At 17, James left Liverpool for the bright lights of London, however, for the following two years he ended up sleeping on the streets.
“One morning, I woke after sleeping on a train station bench with a coat over me that I borrowed off someone’s washing line,” he said.
Just one kind thought and deed turned James’ life around for good.
“The train pulled up and everyone inside was looking from the window at me. I took the coat back to the washing line.
“It was then, that I met Beryl and Gordon who had seen me bringing it back and they took me in. They converted their garage for me to live in and got me a job in Bristol. They saved my life.”
It took the kindness of two strangers to help James turn his life around and pursue his plumbing career as he returned to Liverpool. Just one kind thought and deed turned James’ life around for good.
George is 93, when I arrived he was absolutely freezing cold.
His wife is in a care home, he is alone, vulnerable.
Unfortunately @BritishGas has ignored him, so he found us, we got his boiler working, now he feels loved & warm.
— ( DEPHER ) CIC UK 🌐 (@Depheruk) February 19, 2022
He remembers the day he passed his qualification to be a gas engineer.
“Most of my family had bets that I wouldn’t pass, however, I proved them all wrong,” he laughs.
David Buttle, a father from Burnley told MNL: “What DEPHER has done for everyone is outstanding. James and the staff are brilliant as I had no hot water for a week, I rang DEPHER after being let down by other people and they came out the same day.”
James is clear that his inspiration to setting up the charity is his wife, Barbara, who, after being hit by a car is now registered disabled.
“A car travelling at 80 miles an hour around a corner crashed into her, squashing her against a lamp post,” James said.
“She had broken her sternum, ankles, kneecaps, wrists, and damaged her spine and the nerves.
“The doctors said to her, ‘You may not survive this, you definitely won’t walk, you definitely won’t have children, and you definitely won’t drive’.
“She said to the doctors, ‘Listen, get me a pair of trainers because when I come out of this hospital I’m going to come running after you because I’m going to do this!’
“She proved them all wrong, she can now walk, she’s had children, she can drive, she can definitely run after me when I do something wrong. She’s a walking miracle!”
From 2017 till early 2019, Barbara put £64,000 into DEPHER to keep the charity going, until last year when DEPHER went viral and many donations and support came through.
“When we went viral and all of thankyou letters and emails come from all over the world, I went through them all with Barbara, and she turned around and said ‘Looking at this and what you’ve done, and what we’ve done together, (it) is making a massive impact on not just us as a family, not just us as a town or country, but a massive difference to a lot of people on the planet.’
“Because of that, she turned round and said ‘I don’t want a penny back.’

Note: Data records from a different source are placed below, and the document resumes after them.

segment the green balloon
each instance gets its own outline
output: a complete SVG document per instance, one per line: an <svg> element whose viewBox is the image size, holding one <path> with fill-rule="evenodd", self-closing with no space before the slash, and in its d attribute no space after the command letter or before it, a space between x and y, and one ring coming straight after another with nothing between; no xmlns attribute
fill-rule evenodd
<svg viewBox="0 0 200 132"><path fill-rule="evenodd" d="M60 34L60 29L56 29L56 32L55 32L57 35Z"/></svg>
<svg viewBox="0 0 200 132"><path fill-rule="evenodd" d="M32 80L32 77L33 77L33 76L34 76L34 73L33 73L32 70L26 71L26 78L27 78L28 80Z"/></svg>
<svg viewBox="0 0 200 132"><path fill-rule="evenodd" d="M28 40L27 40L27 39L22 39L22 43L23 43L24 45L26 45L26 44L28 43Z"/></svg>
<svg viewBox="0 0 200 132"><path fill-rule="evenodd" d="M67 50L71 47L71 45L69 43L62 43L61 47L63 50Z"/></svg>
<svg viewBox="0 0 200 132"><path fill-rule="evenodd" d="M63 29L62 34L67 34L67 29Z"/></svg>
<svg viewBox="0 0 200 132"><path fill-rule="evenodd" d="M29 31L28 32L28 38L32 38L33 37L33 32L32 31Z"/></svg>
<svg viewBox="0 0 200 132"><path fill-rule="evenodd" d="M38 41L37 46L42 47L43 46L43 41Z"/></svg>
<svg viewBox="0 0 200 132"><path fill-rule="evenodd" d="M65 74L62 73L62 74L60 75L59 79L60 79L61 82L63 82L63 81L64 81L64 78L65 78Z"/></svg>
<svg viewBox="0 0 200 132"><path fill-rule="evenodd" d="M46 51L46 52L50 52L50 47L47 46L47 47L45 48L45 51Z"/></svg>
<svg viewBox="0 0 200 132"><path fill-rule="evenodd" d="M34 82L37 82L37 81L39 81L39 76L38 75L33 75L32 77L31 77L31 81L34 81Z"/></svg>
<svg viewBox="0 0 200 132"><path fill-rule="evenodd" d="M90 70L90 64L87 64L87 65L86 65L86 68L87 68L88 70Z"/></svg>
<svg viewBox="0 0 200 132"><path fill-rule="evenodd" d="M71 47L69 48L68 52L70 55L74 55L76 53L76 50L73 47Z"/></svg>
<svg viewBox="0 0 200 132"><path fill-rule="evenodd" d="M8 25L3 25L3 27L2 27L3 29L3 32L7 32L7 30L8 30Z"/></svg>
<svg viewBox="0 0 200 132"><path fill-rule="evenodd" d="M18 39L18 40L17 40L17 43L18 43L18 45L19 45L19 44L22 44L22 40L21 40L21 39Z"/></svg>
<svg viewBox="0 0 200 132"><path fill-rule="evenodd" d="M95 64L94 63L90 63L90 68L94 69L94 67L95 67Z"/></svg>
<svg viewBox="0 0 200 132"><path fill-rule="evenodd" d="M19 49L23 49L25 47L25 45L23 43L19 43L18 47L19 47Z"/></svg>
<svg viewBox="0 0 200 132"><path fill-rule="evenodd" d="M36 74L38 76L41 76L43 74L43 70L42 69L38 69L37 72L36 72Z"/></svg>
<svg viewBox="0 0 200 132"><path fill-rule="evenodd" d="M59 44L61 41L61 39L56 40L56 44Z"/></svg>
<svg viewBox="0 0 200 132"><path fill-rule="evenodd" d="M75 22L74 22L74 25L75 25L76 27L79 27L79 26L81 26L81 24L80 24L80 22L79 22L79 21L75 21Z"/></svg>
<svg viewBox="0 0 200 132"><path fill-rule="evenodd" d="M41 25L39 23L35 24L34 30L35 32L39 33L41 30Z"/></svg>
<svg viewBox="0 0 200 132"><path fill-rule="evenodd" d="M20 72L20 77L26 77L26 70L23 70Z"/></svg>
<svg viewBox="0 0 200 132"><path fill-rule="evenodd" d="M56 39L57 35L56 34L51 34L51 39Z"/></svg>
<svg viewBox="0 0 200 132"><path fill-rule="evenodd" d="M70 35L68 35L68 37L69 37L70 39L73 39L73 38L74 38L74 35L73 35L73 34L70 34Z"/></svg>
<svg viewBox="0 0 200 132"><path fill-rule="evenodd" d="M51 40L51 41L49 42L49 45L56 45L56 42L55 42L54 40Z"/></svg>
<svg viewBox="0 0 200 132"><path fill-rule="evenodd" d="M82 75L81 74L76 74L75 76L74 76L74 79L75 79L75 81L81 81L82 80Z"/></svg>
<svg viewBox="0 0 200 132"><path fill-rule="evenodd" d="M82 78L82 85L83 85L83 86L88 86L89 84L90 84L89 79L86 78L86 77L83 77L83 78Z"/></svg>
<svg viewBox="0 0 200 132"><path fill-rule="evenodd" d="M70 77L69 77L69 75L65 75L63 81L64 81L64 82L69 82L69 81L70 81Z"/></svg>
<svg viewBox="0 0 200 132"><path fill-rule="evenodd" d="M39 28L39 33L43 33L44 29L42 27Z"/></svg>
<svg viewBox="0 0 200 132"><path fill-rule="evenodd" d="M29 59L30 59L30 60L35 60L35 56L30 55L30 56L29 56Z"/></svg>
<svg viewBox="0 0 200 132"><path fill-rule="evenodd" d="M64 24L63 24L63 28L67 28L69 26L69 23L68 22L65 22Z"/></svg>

“It’s things like that, that’s unbelievable. She is the lifeline of DEPHER.”
It takes someone with courage to take what has happened in their lives and to turn it into something charitable.

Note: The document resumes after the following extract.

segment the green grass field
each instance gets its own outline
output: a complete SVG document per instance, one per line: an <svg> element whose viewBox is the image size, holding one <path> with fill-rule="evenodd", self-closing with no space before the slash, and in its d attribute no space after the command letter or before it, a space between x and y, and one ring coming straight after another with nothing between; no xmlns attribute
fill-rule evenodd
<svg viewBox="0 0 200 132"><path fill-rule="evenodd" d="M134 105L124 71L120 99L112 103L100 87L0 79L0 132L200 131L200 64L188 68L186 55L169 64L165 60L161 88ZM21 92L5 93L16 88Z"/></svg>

Sarah Walters, a woman who donated 20% of her income to DEPHER last year said: “I can’t think of a more worthy recipient to give my donation to. They are an inspiration and the help they provide deserves nothing but praise.”

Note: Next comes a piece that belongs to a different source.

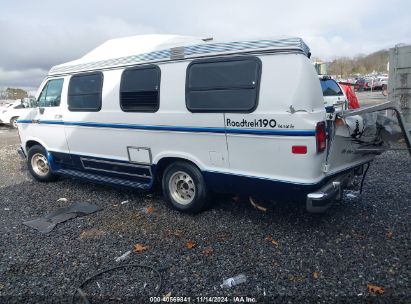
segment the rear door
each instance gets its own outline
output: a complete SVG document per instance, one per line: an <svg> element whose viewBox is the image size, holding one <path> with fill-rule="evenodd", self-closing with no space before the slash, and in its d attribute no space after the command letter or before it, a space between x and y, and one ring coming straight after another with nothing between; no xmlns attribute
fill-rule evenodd
<svg viewBox="0 0 411 304"><path fill-rule="evenodd" d="M394 116L387 116L391 111ZM369 162L391 144L411 155L411 136L394 102L339 112L337 117L327 150L329 173Z"/></svg>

Behind the ‘generous plumber’ is a man with a lot of stories to tell, who would put aside any difficulties of his own to ensure everybody else is happy.
“In five years, I hope to be in every single city and town in the United Kingdom, within ten years in other countries. We’ve had lots of awards from MPs, but we need the government to say this is a great idea, let’s talk, let’s come up with a strategy to support DEPHER.”
This is not your regular plumber, James is an angel in overalls!